ESA of Poland demonstrated with their Neo 3SE loudspeakers coupled to a Marton Opusculum Reference, a 30wpc class A power amp (250wpc in class B) and the work of Marek Cleat as another example of a Polish product virtually unknown elsewhere. From the Avid turntable Janis Joplin made a welcome appearance. With this room we were on the edge of the discovery of this year’s biggest show trend: room tuning. Here the panels were by Nyquist.

On a static display in the hallway sat a large sample of Furutech products.

With the rooms in the Bristol covered, we moved on to the next hotel, the Golden Tulip. Just like last year the Bristol’s transport facility took us there in comfort. At the Golden Tulip eight large rooms on the second floor had been signed for the event. The rooms in the Golden Tulip all have flower names and the first we visited was Krokus and the temporary domicile of JBL. With Mark Levinson electronics, JBL became a sort of Siamese twin. On demo were the JBL Synthesis 3900. The audience loved the performance of some heavy dance/trance tracks at almost danceable SPL but remained politely seated.
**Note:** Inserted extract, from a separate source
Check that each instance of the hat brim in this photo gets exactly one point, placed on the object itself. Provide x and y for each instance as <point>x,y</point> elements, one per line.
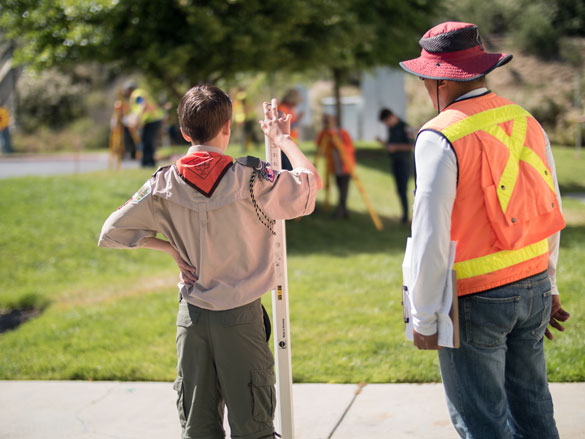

In the Dalia room minimalism and art went hand in hand. A ‘simple’ Mytek Stereo 192 DSD DAC combined with Sveda Audio Dapo active monitors. Originally the Dapo was designed for pro studio use but along the way demand for home use led to a Home edition. Fully active and adjustable, the 3-driver 2-way in its high gloss finish comes ready to play. Just connect the Mytek DSD DAC and for less than €5'000 you’re all set. Of course a source is still needed. For the Independence Day occasion Arkadiusz (Ark) Szweda brought a pair of red and white Dap monitors in the colors of the Polish flag. Above the speakers a huge projection screen of the playlist helped listeners identify the music playing. With very little other visual distractions, the décor of the room had more impact. The art project Musicians in Batik by the Mamut workshop of the Przasnyszu municipal cultural house presented all manner of musician portraits done in classic Indonesian batik technique. The painting is first made with wax on cloth, then the cloth gets dyed and later the wax removed to reveal the original background color. Ark was as enthusiastic about the art as their speakers. A matching subwoofer is on its way.